Given that there are many candidate interpretations for these “weird” requireds, as a marker, I often reread the trigger in the case and ask myself, “Did the candidate reasonably address the request based on case facts?” I encourage you to do the same when encountering requireds you do not know how to answer.
Take 5 seconds to panic, then take a deep breath. Then, rely on your defensive writing skills to address the required (we address defensive writing in our CFE Prep courses, and in a blog from an honour roll candidate). Reread the trigger and try to answer it literally. Explain your interpretation based on case facts (and relevant technical guidance as appropriate). Show your marker how you believe you are answering the question asked and how you are using case facts to get there. Do not force your response to fit a certain template format since only analysis that addresses the request contributes to ranking.
How much do I really need to organize my response and fix typos?
Markers award rankings if they understand what you are trying to say, even if there are a lot of typos or ugly formatting. There is no need to have issues/analysis/conclusion headings for each required or to repeat case facts before you analyze them.

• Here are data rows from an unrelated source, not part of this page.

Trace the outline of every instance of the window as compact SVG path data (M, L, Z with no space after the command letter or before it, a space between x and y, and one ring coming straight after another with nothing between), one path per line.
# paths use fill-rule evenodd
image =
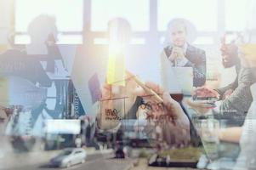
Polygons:
M217 31L217 0L158 0L158 30L165 31L172 19L191 21L198 31Z
M134 31L149 30L149 0L92 0L91 30L105 31L116 17L126 19Z
M60 43L82 42L82 0L16 0L15 31L21 34L18 37L19 42L29 42L28 37L24 37L26 36L28 25L40 14L55 18L58 31L62 33L59 37Z
M252 1L253 2L253 1ZM226 31L243 31L249 18L250 0L225 0ZM253 5L251 7L253 7Z

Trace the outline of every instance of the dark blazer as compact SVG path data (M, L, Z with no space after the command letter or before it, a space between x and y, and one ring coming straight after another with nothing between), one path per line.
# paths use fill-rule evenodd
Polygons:
M172 48L164 48L166 56L172 54ZM205 51L188 44L185 58L189 60L185 67L193 68L193 86L201 87L206 81L206 55Z

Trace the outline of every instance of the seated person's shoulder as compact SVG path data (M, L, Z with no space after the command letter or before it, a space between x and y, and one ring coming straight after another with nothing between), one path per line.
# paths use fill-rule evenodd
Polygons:
M205 51L203 49L201 49L199 48L196 48L195 46L192 46L192 45L189 45L188 46L188 49L190 51L193 51L194 53L196 54L202 54L202 55L205 55Z

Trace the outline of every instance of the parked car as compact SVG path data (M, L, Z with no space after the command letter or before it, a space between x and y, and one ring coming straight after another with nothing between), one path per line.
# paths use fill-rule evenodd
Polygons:
M86 155L86 151L82 148L67 148L50 160L50 166L69 167L75 164L83 163Z

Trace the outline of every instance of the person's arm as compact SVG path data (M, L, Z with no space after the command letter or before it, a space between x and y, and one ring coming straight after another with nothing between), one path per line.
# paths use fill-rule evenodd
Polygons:
M190 122L180 105L158 85L153 82L146 82L145 85L163 99L163 103L161 104L162 106L156 109L155 106L158 105L152 97L144 90L138 91L138 95L145 96L144 99L151 103L153 120L160 123L162 139L169 146L188 145L191 141Z
M236 114L244 116L253 100L250 86L255 82L251 69L242 69L238 87L220 105L222 114Z
M221 141L239 143L242 129L241 127L223 128L219 131L218 137Z

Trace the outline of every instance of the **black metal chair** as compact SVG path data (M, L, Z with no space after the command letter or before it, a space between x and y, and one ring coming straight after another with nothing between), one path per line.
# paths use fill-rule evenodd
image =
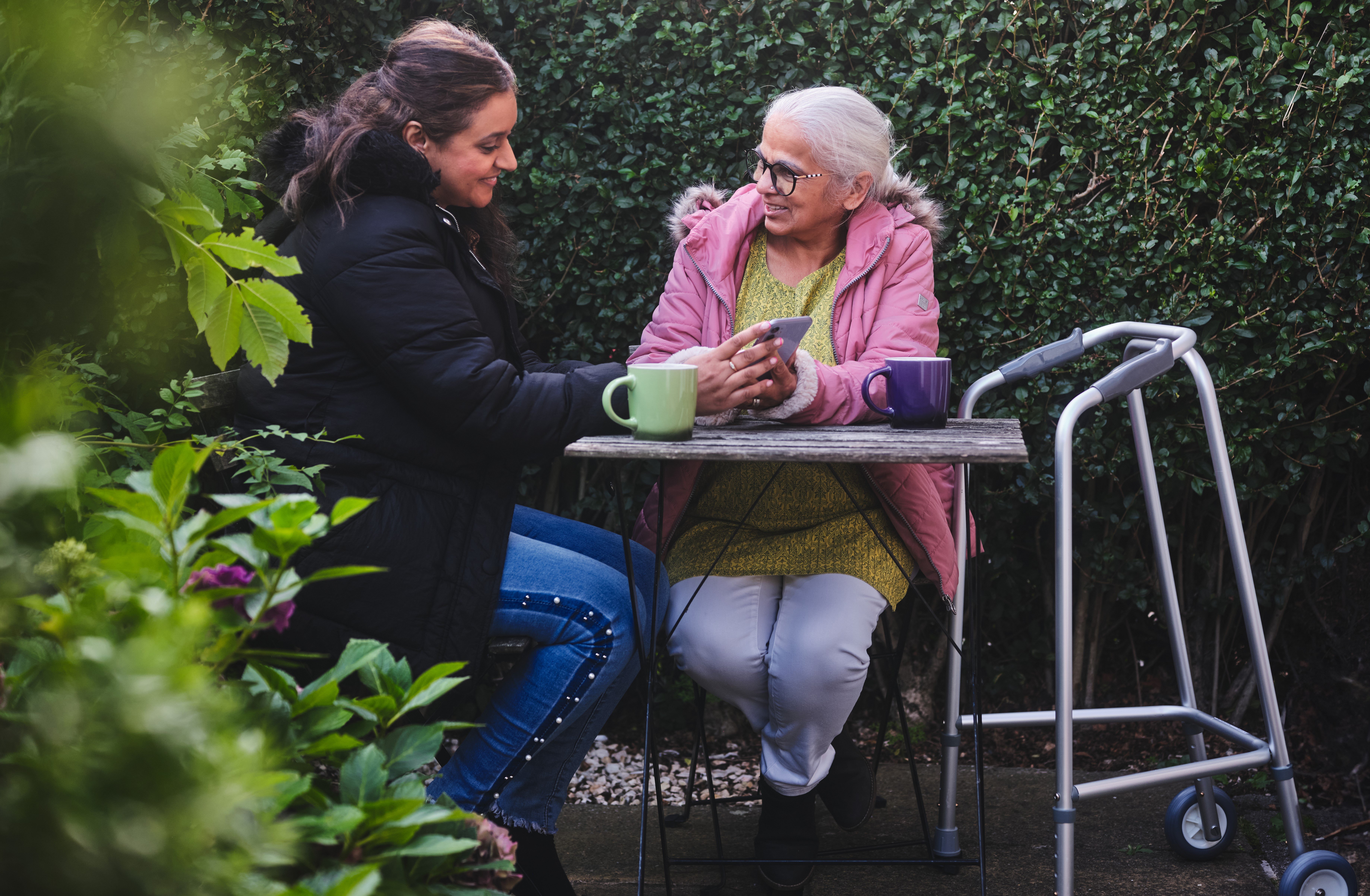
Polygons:
M923 580L922 582L915 582L915 585L912 585L910 590L912 590L912 588L917 588L918 584L926 584L926 580ZM900 725L900 733L903 734L904 738L904 744L907 745L912 743L912 738L910 737L908 733L908 710L904 706L903 695L899 690L899 664L903 660L904 649L908 643L908 632L912 623L912 615L914 615L912 599L914 595L910 593L908 596L906 596L904 600L900 601L899 610L885 610L885 612L881 614L881 623L875 627L875 636L871 643L871 654L870 654L871 666L870 671L867 673L867 681L870 681L870 678L873 677L874 678L882 677L885 680L885 686L878 688L881 693L877 697L877 706L880 707L880 729L875 734L875 756L871 763L873 775L878 774L880 771L880 763L884 756L884 748L885 748L885 734L889 730L889 715L892 706L899 707L899 725ZM877 663L884 664L884 675L875 675ZM714 847L718 854L717 858L725 859L722 830L719 827L719 821L718 821L718 807L730 803L743 803L755 800L759 797L759 795L734 795L734 796L715 795L712 763L708 758L710 756L708 734L704 723L704 704L707 697L708 697L707 692L699 684L696 684L695 685L695 714L696 714L695 748L690 754L690 770L688 782L685 785L685 807L681 812L666 815L663 826L680 827L689 821L690 810L695 806L707 806L712 814ZM658 762L659 756L653 758L653 764ZM696 800L695 781L700 766L703 766L704 769L704 780L706 780L706 786L708 789L708 799ZM908 771L914 785L914 797L918 803L918 821L923 832L922 840L901 840L896 843L884 843L874 847L867 845L867 847L847 847L840 849L823 849L819 852L819 855L832 856L832 855L841 855L845 852L862 852L871 849L897 849L903 847L918 847L930 843L929 827L927 827L927 811L923 806L923 791L918 780L918 766L917 763L912 762L912 756L910 756ZM658 799L662 799L660 785L659 785L659 769L658 769ZM875 807L884 808L885 797L877 795ZM662 860L667 866L710 863L707 860L696 862L693 859L670 859L666 851L664 837L662 844ZM756 862L756 860L748 860L748 862Z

However, unlike Densmore marking for your practice cases, different markers may be responsible for marking different parts of your response. For example, your CFE Day 2 response is marked by two different teams – one for the common section, and another for your role requireds.
Organizing your response with headings (e.g., a few key words for the required you are addressing) helps ensure that markers do not miss any part of your response as they scan your entire response for discussion relevant to the requireds they are marking. Answering each required separately also helps a marker understand how you are addressing each specific case request. Otherwise, it may be difficult for them to understand whether you achieved enough depth if discussions for multiple requireds are combined together. For example, if you are analyzing an accounting issue and giving audit procedures, use a sub-heading “Audit procedures” to help the marker see that you are addressing another required.
It does not hurt to make it easy for your marker to give you marks by conveying your thoughts clearly or using bullets to separate ideas instead of a long run-on paragraph. However, there is no benefit to going out of your way to format a response nicely the way you would for a school report. There is also no problem with mixing up the order in which you answer requireds (e.g., if answering role requireds between common requireds) as long as you have headings identifying each required.
Overall
You want to make your response “marker friendly” so it is easy for the CFE marker to follow your analysis. Avoid leaving things to chance. Make sure the marker is able to understand your analysis by writing clearly, formatting your response with subheadings, and supporting your calculations. This will help ensure you receive the best possible ranking based on your analysis for on each required.